Me thinks that if the natural gas pipeline that will run from Dar es Salaam to Mombasa happens, it will be a game changer in our efforts to deliver cheap electricity to our people.
As we all know, fuel oil power plans are obliged by law to convert from expensive oil to cheaper natural gas as soon as it is available. Just look at your electricity bill and you will see how much fuel levy you pay and the weight it has on the total. Within Mombasa region alone, we have a total of five power stations that will be obliged to do a fuel-for-natural-gas swap.
The power plants are Kipevu 1, Kipevu 11, Kipevu 111 Kipevu GT unit 1 and 2, and Rabai. In total these plants have an installed capacity of 429.5 megawatts (MW).
The economic benefits for Kenya will be huge. Based on current prices, the estimate is that the electricity consumer in Kenya could save up to Sh 10 billion per year.
Secondly, it will open an opportunity for the standard gauge railway (SGR) to convert to natural gas. Thirdly, natural gas will have huge implications on the viability and profitability of heavy users of power such as cement plants and manufacturers of steel and glass.
Fourthly, conversion from natural gas to fuel will contribute a great deal to reduction of carbon dioxide emissions. For Tanzania, the proposed pipeline will allow the country to earn hundreds of millions of US dollars in natural gas exports and in wheeling charges to Kenya.
Indeed, the project has major implications for Tanzania’s ambition to emerge as a leading exporter of natural gas, with Kenya as the biggest single market.
Me thinks that we are going to see countries approaching economic integration differently. More and more, we will be seeing willing neighbours signing memoranda of understanding (MoUs), agreeing to come together to build oil pipelines, railways lines, and power transmission lines to connect their economies.
In future, economic integration will be about shared infrastructure projects rather than trade alone.
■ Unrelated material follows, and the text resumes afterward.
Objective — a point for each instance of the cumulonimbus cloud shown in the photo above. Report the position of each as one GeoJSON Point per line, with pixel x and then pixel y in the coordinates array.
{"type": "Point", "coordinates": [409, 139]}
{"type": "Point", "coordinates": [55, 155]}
Call me a cynic if you like, but the journey of integrating the economies of the region through trade has been inordinately slow.
Our integration model adopted the European Union’s that put emphasis on trade liberalisation: a customs union, a common external tariff and a common market protocol.
We have been negotiating a monetary union, including a common currency, for decades. That whole process has been under the stewardship of the Arusha-based supra-national bureaucracy known as the East African Community (EAC) headquarters.
We have had a Customs Union protocol since 2005. More than 17 years later we don’t even have a common customs administration. Instead what we see is proliferation of all types of non-tariff barriers — police roadblocks, multiple clearance forms, weighbridges and border controls.
Way back in July 2010, partner states of the EAC agreed to a fully-fledged common market protocol that came with hopes of free movement of labour, services, capital and right of establishment.
Yet experience has shown that members are still reluctant to surrender sovereignty, especially when it comes to immigration, land, labour and right of establishment.
And, the trends and signs you see today are of a bureaucracy in Arusha that is gradually losing capacity and influence to mediate between partner states whenever disputes arise.
Within governments of the partner states, interest and the importance Arusha and its institutions are heled appear to be waning, going by the number of times scheduled meetings of the Summit — EAC’s main policy-making body — are postponed. It is no wonder Igad, a much younger economic group, has recently held more regular summits of heads of state than the EAC.